Now, as anyone who’s engaged in relationships knows, this is easier said than done. We had contrasting boundaries, needs, traumas, and coping mechanisms. Not to mention, we were a generation’s worth of cultural context apart. We had so many reasons not to sustain coming together. 

Here’s what made it possible for us: We spent the first year we knew each other exploring and establishing shared values.

Once we’d co-created a stock of relational trust, every time a dissonance occurred, we acknowledged it and worked through it. We kept at it until we reached a shared perspective — even if that shared perspective was a codified understanding that we saw things differently, and we needed to decide together whether to come back to it.

When contrasting needs came up, we referenced our shared values. Both of us committed, and recommitted during every dissonance resolution, to releasing the parts of our individuated selves that weren’t in resonance with our highest values.

We held each other in integrity to this process, and over time, we noticed something: the more that we rerouted how we perceived, interpreted, and behaved according to our shared values, the more energy we regained.

We no longer needed to hype ourselves up to get through our workouts. We no longer needed to listen to stimulating music to get through our days. We no longer needed to participate in commerce for pleasure. Rather than running on the fossil fuels of anticipation and stress, we were now running on the clean energy of connection, contentment, stability, and satisfaction.

Incrementally, we came into the awareness that we were no longer individuals, but an interdependent energy system. That when one of us took a tumble, both of us hurt. But when we iterated together towards a shared vision, we were able to go further, faster, than when we worked alone.

What’s more, as we took on more and more shared life practices based on our shared values, our healing accelerated. Our shared physical practices, nutritional practices, and sleep practices healed our anorexia, hypertonia, and arthritis. By incrementally processing through all the distances in our relational field, both with each other an in other relationships, we integrated our anxiety, depression, mania, cPTSD, paranoid schizophrenia, and more. 

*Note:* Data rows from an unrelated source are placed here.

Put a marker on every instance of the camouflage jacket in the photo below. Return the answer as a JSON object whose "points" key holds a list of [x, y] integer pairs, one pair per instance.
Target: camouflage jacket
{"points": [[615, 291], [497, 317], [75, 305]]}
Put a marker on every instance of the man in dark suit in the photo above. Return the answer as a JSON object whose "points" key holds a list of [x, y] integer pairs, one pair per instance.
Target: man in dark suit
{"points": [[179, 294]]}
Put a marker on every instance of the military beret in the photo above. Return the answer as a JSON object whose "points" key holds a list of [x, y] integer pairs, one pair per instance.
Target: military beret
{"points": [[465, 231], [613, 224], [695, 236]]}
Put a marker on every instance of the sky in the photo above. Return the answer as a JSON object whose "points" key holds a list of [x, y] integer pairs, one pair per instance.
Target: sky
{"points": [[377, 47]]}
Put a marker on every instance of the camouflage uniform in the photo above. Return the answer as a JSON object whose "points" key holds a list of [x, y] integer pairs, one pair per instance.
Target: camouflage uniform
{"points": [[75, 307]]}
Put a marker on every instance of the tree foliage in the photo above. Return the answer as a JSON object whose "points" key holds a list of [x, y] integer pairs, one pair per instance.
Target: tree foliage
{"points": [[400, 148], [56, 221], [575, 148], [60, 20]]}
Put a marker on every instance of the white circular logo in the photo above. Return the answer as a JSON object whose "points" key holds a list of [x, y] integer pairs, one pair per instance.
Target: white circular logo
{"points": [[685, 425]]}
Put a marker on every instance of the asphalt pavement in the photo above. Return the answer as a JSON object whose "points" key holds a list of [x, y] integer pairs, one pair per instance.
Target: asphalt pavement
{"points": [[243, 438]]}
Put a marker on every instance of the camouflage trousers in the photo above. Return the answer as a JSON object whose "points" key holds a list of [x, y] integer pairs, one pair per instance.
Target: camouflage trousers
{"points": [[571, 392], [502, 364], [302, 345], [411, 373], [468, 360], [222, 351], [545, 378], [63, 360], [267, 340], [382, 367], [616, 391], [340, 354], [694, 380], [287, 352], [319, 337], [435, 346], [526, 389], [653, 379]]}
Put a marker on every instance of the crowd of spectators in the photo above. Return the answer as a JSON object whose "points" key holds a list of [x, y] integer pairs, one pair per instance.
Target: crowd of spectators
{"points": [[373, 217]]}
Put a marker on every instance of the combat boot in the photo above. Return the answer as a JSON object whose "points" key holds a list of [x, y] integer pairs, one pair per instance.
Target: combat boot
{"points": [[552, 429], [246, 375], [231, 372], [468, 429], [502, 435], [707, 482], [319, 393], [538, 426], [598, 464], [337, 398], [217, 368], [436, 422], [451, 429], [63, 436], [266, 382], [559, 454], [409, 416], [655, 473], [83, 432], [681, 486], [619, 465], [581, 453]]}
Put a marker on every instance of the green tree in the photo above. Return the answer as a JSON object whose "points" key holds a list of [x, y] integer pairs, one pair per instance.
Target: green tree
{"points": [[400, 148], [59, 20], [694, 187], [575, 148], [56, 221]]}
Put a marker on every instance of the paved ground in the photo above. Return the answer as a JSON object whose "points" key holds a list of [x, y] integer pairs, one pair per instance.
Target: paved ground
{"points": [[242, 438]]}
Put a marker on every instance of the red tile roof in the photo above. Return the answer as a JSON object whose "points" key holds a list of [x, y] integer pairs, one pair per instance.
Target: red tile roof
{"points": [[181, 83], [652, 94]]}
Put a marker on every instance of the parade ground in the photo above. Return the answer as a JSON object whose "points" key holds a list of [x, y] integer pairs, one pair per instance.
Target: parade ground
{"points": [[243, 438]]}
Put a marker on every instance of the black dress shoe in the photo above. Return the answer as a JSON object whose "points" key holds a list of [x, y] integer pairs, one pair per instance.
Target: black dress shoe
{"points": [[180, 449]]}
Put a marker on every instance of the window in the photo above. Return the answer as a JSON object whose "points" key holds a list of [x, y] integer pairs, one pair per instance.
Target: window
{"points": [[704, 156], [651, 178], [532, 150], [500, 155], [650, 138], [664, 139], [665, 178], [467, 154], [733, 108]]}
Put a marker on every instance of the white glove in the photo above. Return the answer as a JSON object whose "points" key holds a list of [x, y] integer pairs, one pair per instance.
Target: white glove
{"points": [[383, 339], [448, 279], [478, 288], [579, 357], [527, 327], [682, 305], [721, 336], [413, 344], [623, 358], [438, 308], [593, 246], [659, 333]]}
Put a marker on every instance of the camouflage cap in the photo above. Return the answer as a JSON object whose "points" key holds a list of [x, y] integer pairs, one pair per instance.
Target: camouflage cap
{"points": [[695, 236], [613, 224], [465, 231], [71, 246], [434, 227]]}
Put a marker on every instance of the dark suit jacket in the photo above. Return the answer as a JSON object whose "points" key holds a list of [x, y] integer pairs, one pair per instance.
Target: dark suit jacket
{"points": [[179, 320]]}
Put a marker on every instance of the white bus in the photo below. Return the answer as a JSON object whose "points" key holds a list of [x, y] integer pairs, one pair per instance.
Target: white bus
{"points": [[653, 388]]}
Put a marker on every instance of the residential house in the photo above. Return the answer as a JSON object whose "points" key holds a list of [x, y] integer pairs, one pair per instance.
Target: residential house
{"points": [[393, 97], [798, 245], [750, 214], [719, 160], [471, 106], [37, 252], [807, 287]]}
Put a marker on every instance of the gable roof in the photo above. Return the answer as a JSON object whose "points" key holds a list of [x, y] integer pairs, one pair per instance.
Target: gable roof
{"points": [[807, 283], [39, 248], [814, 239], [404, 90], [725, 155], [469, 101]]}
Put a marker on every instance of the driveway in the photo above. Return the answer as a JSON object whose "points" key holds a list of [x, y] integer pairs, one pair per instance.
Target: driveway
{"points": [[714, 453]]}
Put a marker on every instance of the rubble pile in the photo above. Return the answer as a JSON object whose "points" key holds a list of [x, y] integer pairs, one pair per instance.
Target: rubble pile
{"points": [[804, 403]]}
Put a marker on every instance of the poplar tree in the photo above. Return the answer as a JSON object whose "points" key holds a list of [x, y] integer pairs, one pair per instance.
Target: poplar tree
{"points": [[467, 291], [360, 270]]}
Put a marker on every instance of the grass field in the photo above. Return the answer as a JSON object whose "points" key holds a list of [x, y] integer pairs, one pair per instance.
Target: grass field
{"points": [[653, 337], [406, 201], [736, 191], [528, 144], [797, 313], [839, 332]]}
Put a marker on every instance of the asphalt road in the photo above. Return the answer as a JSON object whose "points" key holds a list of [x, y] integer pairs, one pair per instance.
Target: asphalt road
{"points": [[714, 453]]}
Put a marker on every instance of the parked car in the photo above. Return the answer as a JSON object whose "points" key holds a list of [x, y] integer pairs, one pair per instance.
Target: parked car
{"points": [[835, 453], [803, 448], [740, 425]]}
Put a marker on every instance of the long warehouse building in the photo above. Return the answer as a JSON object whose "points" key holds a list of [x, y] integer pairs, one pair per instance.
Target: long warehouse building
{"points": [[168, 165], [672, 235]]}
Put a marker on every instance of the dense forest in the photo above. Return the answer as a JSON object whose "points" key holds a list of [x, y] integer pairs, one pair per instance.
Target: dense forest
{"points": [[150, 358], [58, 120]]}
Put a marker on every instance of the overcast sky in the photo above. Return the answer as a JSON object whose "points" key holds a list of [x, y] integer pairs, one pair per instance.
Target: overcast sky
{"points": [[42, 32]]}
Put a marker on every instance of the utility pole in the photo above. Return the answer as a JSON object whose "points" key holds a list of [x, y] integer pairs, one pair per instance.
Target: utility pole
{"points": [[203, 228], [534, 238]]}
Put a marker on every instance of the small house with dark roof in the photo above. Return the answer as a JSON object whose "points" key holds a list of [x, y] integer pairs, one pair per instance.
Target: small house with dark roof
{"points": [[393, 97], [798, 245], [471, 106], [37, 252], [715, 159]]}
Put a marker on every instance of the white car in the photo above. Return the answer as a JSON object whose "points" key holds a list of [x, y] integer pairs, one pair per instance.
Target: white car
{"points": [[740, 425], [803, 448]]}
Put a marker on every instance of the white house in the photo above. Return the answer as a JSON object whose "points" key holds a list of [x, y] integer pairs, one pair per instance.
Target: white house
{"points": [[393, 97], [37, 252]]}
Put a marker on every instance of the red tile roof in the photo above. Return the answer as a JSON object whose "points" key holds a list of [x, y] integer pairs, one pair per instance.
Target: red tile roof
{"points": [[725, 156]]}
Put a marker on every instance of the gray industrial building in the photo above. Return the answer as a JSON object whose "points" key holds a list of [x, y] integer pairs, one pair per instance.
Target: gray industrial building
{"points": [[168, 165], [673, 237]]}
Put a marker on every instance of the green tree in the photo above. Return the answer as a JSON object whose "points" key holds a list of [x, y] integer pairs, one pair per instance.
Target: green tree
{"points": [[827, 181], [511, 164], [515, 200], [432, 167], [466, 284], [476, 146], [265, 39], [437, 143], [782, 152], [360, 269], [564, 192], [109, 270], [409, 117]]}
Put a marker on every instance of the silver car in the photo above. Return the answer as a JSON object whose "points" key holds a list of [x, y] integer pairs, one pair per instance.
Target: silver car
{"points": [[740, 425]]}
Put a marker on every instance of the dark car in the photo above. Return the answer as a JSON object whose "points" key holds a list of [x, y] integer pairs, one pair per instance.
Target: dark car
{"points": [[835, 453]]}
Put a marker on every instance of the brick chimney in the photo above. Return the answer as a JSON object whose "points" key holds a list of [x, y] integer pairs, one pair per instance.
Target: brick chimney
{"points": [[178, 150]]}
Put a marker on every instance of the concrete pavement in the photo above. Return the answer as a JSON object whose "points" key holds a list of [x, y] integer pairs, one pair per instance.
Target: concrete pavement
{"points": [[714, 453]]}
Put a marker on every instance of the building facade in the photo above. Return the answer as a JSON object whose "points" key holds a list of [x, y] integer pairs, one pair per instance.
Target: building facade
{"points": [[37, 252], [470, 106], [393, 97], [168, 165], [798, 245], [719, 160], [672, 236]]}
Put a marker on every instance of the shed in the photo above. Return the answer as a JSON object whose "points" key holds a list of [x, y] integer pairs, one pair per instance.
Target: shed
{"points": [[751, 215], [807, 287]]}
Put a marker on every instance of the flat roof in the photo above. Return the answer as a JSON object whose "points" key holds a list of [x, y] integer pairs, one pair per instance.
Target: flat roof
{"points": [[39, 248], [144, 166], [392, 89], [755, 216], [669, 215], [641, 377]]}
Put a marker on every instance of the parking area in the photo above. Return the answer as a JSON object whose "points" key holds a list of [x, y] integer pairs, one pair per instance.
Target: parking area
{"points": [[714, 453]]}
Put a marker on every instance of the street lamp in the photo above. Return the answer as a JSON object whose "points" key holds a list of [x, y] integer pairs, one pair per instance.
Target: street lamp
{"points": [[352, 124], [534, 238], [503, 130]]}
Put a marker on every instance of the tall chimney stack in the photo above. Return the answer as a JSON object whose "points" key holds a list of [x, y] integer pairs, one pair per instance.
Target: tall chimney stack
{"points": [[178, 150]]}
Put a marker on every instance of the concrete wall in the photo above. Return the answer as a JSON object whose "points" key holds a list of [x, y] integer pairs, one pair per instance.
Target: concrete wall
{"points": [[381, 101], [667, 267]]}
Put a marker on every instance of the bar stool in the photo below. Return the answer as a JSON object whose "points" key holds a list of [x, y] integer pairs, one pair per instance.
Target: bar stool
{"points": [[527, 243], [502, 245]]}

Over the course of our eight years together, something amazing happened: We reached absolute dissonance zero. Nothing left in the queue to process; nothing lingering in our subconscious; a distinct yet shared perspective on everything; no separation left between us. Reunion.

As reunion became our daily nervous system experience, we noticed something else. For the first time in our lives, we had an energetic surplus. Our relationship and all our shared health practices actually returned more energy than they took.

We took that energetic surplus, and did what we’d always intended to do: create the Experience of We.

Because, we can’t help but wonder, if embracing deep connection and interdependence had such a healing impact for us, and caused us to consume so much less energy, what could this way of being mean for families and communities? And if more people practiced it, what could it mean for Mama Earth?

On our healing journey, every time we asked ourselves why our traumas had happened, why anyone’s traumas had happened, we found the incoherent, entropic world systems.

Every time we asked ourselves why those world systems came to be that way, we found an underlying collective crisis of meaning. And every time we asked ourselves why the crisis of meaning was happening, we discovered a foundational relational pathology with a seemingly infinite number of forms. 

We believe that addressing the quality and coherence of our relationships, with ourselves, each other, and the greater Community of Earth, is essential for addressing the systemic imbalances in the world that perpetuate suffering.

When we met, Naomi told Matthew that she had a calling, a plan, and a boundary: We have to devote ourselves to healing the world — and we have to begin with healing ourselves.

Matthew left his marriage, his job, and his life behind to be with Naomi on this quest. And together, we transformed.

Now, we want to share that transformation with the world.